Initially told that she had three to five years to live, she survived for more than 12 years, long enough to witness the historic candidacies of two other women in 2008: Hillary Rodham Clinton, the former first lady and current secretary of State who ran against Barack Obama for the Democratic presidential nomination, and Sarah Palin, the former Alaska governor who was Republican Sen. John McCain's running mate.

Ferraro was "a pioneer in our country for justice and a more open society," former Vice President Walter Mondale told the Associated Press of his former running mate. "She broke a lot of molds, and it's a better country for what she did."

Palin also praised Ferraro, writing in a Facebook message that she "broke one huge barrier and then went on to break many more."

Ferraro's 1984 candidacy was seen as a potentially powerful weapon to turn the emerging "gender gap" of the 1980s to the advantage of the Democratic Party, which sought to regain the White House after Ronald Reagan's first term.

But her four-month campaign almost immediately hit rough waters. She was bashed by critics who questioned the finances of her husband, John Zaccaro, a Manhattan real estate developer. A devout Roman Catholic, she was repeatedly assailed by New York's archbishop, the late John J. O'Connor, for her views supporting abortion rights. She also endured insinuations of mob connections as the first Italian American on a national ticket.

"I was constantly being asked, 'Was it worth it?' Of course it was worth it!" she wrote in "Framing a Life, A Family Memoir," published in 1998. "My candidacy was a benchmark moment for women. No matter what anyone thought of me personally, or of the Mondale-Ferraro ticket, my candidacy had flung open the last door barring equality -- and that door led straight to the Oval Office."

Her nomination astonished some of the most stalwart feminists. Among them was Ms. magazine founder Gloria Steinem, who had predicted that 1984 would be the year that politicians talked seriously about putting a woman on the national ticket, not "the year they actually did it."

Over the next two decades, other women achieved milestones in national politics. Janet Reno became U.S. attorney general, Madeleine Albright was named secretary of State, and Nancy Pelosi became speaker of the House.

Their path was eased by Ferraro, who believed that a childhood tragedy set up her moment in history.

"I've often said that if my father hadn't died, I might not have done anything," Ferraro once told Steinem in an interview. "I saw my mother left suddenly with kids and no money.... I wanted to be able to take care of myself and not miss a beat."

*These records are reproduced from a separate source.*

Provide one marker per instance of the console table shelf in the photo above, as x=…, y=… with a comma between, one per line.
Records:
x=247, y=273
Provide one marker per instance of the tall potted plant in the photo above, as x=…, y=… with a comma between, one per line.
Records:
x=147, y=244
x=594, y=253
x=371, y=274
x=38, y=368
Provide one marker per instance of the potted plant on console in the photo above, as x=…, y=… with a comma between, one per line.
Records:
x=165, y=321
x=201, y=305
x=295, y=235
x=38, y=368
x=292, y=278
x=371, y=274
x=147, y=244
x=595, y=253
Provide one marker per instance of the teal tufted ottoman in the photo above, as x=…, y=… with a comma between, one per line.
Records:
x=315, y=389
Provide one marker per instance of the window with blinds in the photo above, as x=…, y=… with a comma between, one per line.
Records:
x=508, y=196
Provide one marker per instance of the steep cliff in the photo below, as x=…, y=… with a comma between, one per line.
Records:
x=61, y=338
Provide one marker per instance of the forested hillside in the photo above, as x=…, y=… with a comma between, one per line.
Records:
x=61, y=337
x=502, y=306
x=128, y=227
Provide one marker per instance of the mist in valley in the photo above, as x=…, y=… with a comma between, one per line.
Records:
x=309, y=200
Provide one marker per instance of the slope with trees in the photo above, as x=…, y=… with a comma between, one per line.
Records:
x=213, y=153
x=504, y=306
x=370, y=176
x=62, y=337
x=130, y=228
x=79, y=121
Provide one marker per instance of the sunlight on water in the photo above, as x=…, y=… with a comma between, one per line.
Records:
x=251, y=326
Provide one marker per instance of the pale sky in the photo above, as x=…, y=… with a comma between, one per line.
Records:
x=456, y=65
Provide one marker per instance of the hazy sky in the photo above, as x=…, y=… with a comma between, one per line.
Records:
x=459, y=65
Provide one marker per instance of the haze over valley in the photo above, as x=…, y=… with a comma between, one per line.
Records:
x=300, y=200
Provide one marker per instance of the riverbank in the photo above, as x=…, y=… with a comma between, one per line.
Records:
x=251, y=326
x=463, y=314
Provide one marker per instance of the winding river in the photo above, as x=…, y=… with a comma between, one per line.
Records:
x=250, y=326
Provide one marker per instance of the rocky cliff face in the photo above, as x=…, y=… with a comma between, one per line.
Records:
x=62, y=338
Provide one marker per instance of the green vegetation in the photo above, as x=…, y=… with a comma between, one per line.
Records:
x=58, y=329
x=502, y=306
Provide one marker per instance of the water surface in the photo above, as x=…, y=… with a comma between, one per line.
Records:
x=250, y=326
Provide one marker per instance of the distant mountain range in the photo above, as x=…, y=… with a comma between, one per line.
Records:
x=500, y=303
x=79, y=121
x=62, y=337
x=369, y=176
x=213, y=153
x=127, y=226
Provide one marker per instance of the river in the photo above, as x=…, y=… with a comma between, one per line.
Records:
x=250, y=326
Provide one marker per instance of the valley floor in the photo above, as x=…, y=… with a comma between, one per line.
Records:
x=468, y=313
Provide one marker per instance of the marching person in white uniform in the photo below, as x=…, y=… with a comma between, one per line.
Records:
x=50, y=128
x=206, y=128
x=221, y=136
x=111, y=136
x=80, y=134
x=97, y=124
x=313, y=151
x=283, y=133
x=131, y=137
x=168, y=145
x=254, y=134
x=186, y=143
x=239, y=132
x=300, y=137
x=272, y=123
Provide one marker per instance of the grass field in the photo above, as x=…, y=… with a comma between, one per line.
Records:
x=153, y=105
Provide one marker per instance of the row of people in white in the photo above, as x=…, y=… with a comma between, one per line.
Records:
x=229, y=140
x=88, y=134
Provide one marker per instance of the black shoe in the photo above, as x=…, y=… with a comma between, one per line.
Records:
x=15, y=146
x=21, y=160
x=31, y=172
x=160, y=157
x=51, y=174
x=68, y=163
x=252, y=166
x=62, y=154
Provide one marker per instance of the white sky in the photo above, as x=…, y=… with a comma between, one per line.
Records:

Born Aug. 26, 1935, in Newburgh, N.Y., she was the pampered daughter of Antonetta and Dominick Ferraro, Italian immigrants who had lost a son, Gerard, in a car crash and were so overjoyed at her birth a few years later that they named her Geraldine, in memory of him.

Dominick Ferraro ran a successful restaurant in Newburgh. When business fell on hard times, he turned to running a numbers game and was arrested. On the morning he was to appear in court, he died of an apparent heart attack. Ferraro was 8.

She became seriously anemic -- doctors told her she had internalized her grief -- and was unable to attend school for months. Strapped for money, her mother moved the family to a cramped Bronx apartment and took a job as a crochet beader. By scrimping on meat and other luxuries, she managed to send Ferraro to Marymount, an exclusive parochial school in Tarrytown, N.Y., and later to Marymount Manhattan College.

Ferraro graduated and became an elementary school teacher in Queens. At night she put herself through Fordham Law School, one of two women in a class of 179 whose professors resented her for "taking a man's rightful place."

Years later, when she was raising three children of her own and finally had begun to practice law, Ferraro split her legal fees with her mother and kept her maiden name in tribute.